The shift to the public cloud gave companies like mine more flexibility without compromising the predictability—you still had a fairly accurate estimation of your costs. For example, ec2/VM instances, which used to make up the majority of cloud cost, have fixed pricing: X USD per VM size/region.
In recent years, that has changed: enter “cloud bill shock.” But why? Most applications today run Kubernetes, Lambda/serverless, RDS, PaaS, and other pay-per-use resources. How much does auto-scaling a Kubernetes Cluster cost? How much are you going to pay for Lambda or for BigQuery? Basically, you have NO idea upfront: it depends on your usage. The OpEx approach had a lot of advantages—it gives modern businesses agility and flexibility, and you don’t pay for what you don’t use. However, it also makes cost forecasting much more challenging.
The solution: visibility, forecasting, and governance
Visibility: It’s very challenging to understand what you’re paying for in pay-per-use models. The FinOps team is charged with evaluating the business need, usually based on extensive resource tagging. But traditional tagging is manual, error prone, and extremely inefficient, so automating the tagging is crucial. Terratag is a great open source solution that performs recursive tagging for Terraform-based provisioning across your entire set of AWS, Azure, and GCP cloud resources.
Forecasting: Accurate forecasting is crucial when preparing a pay-per-use cloud budget. Companies need an accurate way to analyze their payment history and usage growth rate to create expense projections. Solutions like CloudHealth, CloudCheckr, and Cloudability offer great forecasting tools to meet these needs.

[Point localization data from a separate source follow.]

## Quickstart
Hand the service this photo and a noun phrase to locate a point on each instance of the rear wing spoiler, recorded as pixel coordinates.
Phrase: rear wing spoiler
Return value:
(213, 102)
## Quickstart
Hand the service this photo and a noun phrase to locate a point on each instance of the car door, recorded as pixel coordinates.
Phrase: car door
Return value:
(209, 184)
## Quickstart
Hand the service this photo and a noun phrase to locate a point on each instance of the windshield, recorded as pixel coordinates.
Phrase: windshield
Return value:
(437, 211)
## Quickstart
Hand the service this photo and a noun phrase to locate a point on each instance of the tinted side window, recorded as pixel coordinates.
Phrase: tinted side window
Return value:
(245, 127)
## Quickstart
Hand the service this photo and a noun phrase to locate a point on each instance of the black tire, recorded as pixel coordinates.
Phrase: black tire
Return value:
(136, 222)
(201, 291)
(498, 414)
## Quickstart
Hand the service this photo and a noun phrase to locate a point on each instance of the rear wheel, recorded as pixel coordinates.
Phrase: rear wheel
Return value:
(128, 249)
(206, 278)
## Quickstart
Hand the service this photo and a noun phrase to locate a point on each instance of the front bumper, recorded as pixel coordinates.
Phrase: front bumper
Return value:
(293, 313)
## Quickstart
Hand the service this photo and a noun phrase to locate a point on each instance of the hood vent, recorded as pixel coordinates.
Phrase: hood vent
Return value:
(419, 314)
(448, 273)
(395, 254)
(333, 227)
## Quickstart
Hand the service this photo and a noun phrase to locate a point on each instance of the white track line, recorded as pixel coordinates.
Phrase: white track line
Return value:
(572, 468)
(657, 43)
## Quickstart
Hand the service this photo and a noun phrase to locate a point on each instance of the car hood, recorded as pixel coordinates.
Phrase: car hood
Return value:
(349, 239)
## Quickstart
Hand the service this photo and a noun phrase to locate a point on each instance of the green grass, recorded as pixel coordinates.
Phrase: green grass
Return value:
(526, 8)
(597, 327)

Governance: Theoretically, if you can estimate that new resources are too expensive, you should be able to prevent their provisioning and deployment. Open Policy Agent can help you manage this process with basic rules (for example, “do not provision more than 10 new instances,” or “do not provision extra-large ec2 instances”) and dedicated cost estimation CLIs can give you business-level governance. Terraform-cost-estimation is a great open source solution, if you use Terraform.
In addition to visibility, forecasting, and governance, it is crucial to shift cloud cost left and give developers the tools to prevent unnecessary cost increases as early as possible.
Shift-Left to empower developers to control their cloud budgets
Fifteen years ago, latency issues in production were IT’s responsibility, not the developers’. But APM solutions like NewRelic, AppDynamics, and later DataDog made it easy for developers to catch problems early, write responsible code in terms of latency, and fix degradations very early in the process. The same was true for security. Companies like Snyk shifted security left and empowered developers by providing them with tools to detect and fix security problems much faster. The same process needs to happen with cloud cost—developers need tools to understand how their code will affect cloud costs.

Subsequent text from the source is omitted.